This is the module 2 lab worksheet annotated with comments and answers (generally in red).
You don’t need to submit anything for this lab
In this lab we look at bit more in detail at what’s in a spectrogram. We go through the Discrete Fourier Transform in more detail in module 3. So, far we’ve only really talked about the Fourier Transform as a sort of black box way of determining what frequency components are in a window of audio.
The main point of this bit is to see time vs frequency trade off as we change the DFT length of the window that the DFT is applied over.
Spectrograms give us a plot of what frequencies are present in a recording through time: The vertical axis represents different frequencies, the horizontal axis represents time, the darkness of each coordinate (i.e., (time, frequency) point) in Praat represents the magnitude of that frequency in the input signal (waveform). The darker the spot, the higher the amplitude of that specific frequency (you can think of this as the volume or loudness of that specific frequency as a pure tone).

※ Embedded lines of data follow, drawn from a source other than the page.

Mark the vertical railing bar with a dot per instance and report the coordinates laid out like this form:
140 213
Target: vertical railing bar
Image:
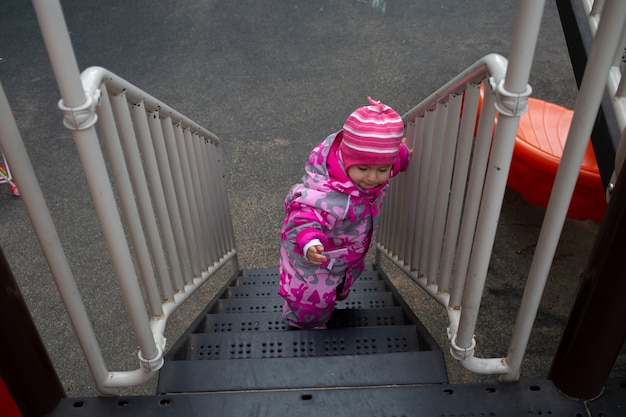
213 196
459 182
191 201
181 195
205 197
414 143
473 195
433 185
405 209
134 165
216 197
113 147
422 198
385 225
180 245
445 180
395 200
13 145
221 196
225 202
196 194
164 233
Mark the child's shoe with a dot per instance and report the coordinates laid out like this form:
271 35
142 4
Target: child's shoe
342 296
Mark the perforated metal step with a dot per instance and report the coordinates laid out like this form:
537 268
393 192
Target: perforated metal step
246 322
240 342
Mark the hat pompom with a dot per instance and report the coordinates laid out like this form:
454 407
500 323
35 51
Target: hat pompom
371 135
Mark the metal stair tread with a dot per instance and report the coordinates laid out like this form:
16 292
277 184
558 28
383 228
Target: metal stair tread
298 343
406 368
272 321
275 303
270 290
270 276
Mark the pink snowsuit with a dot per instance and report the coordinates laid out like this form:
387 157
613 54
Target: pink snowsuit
327 206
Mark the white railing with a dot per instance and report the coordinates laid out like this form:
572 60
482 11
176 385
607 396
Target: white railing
170 186
167 196
615 83
440 219
434 221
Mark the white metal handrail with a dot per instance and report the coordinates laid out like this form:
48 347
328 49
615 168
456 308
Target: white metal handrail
615 84
430 226
169 182
424 233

As discussed in class, applications like Praat generate spectrograms by applying the (Discrete) Fourier Transform to short windows in time. Changing the window size of that window changes what information you get out.
View the seashells
Sound object (and TextGrid annotations from last week if you have it)
You should see something like this:
Spectrogram
menu and go to Spectrogram settings...
Spectogram settings
pop up window with various parameters you can change:
View range (Hz)
: what frequencies are shown
Window length (s)
: The size of the windows we apply the Fourier Transform to
Dynamic range (dB)
: This basically tells you what loudness the colour white represents in the Praat spectrogram (frequencies with amplitude lower than a certain threshold all appear white, i.e. too quiet to notice)

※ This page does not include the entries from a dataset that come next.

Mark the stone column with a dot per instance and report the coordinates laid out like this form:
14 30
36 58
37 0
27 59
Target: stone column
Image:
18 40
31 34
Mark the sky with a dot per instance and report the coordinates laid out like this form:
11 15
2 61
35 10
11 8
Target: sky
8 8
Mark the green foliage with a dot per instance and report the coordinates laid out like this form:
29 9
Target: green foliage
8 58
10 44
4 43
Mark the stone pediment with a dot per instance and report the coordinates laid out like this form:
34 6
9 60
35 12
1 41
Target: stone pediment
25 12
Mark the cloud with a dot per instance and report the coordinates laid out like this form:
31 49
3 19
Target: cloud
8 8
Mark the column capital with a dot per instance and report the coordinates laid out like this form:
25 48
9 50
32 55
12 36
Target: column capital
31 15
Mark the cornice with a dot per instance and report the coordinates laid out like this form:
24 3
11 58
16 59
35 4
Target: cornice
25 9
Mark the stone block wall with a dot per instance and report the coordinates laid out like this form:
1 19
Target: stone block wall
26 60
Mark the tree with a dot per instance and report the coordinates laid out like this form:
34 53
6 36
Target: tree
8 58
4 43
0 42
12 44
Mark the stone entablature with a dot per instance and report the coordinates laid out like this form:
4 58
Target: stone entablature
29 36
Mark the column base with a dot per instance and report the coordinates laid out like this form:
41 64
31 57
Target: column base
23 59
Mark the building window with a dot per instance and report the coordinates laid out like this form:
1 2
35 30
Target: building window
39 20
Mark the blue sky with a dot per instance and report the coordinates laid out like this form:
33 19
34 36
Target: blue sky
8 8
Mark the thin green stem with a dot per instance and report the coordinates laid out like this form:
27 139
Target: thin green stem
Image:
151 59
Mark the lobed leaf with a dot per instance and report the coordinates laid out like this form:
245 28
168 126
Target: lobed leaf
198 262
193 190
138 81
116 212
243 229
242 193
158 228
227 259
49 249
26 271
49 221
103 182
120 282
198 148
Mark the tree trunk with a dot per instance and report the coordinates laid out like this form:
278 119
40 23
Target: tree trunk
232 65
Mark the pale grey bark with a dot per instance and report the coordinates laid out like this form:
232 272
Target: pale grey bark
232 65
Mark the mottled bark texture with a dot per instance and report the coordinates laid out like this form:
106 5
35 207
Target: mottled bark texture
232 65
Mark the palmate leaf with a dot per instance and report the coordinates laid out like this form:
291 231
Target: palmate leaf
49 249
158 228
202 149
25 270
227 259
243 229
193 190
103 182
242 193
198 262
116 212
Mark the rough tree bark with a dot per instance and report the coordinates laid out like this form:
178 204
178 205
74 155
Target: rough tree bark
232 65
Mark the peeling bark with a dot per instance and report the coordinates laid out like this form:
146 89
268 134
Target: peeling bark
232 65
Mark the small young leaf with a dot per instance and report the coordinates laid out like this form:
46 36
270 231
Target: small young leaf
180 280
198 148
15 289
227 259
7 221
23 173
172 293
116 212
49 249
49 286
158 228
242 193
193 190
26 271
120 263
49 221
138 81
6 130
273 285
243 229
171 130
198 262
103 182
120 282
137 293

We’re going to focus on the _window length.
Window Length
value to 0.05 (i.e., bigger window)Apply
Question: What changes to do see in the spectrogram?
Answer: It should be easier to distinguish specific frequencies for the longer window You (window length = 0.05). Specifically, you’ll see more frequency bands at regular intervals (these are the harmonics of F0) which vary in their amplitude. “On top” of this you’ll see the formant (vocal tract resonance structure).
Let’s look at some other (extreme) window lengths
Question: What happens when you change the window length to 0.001?
Answer: Here the window length is very small, so you get good time resolution: the vertical lines basically correspond to the individual pulses of coming through the vocal folds (if you zoom in, you should see these line up quite well with the cycles in the waveform). But we can no longer really see the frequencies in the signal (it’s very blurry). You can still see some differences between the fricatives and the vowels, but you can’t see what the specific formants or harmonics are.
Question: What happens when you change the window length to 0.5? Can you distinguish different manners of articulation?
Answer: Here we get the opposite sort of blurriness: You can see the differences in which frequencies are present, but this is blurred in the time dimension. You can sort of see there are some different sounds here, but it’s not really possible to see the acoustic cues for different manners of articulation. For example, we can no longer clearly see acoustic characteristics of fricatives and vowels, or if there are any oral stops.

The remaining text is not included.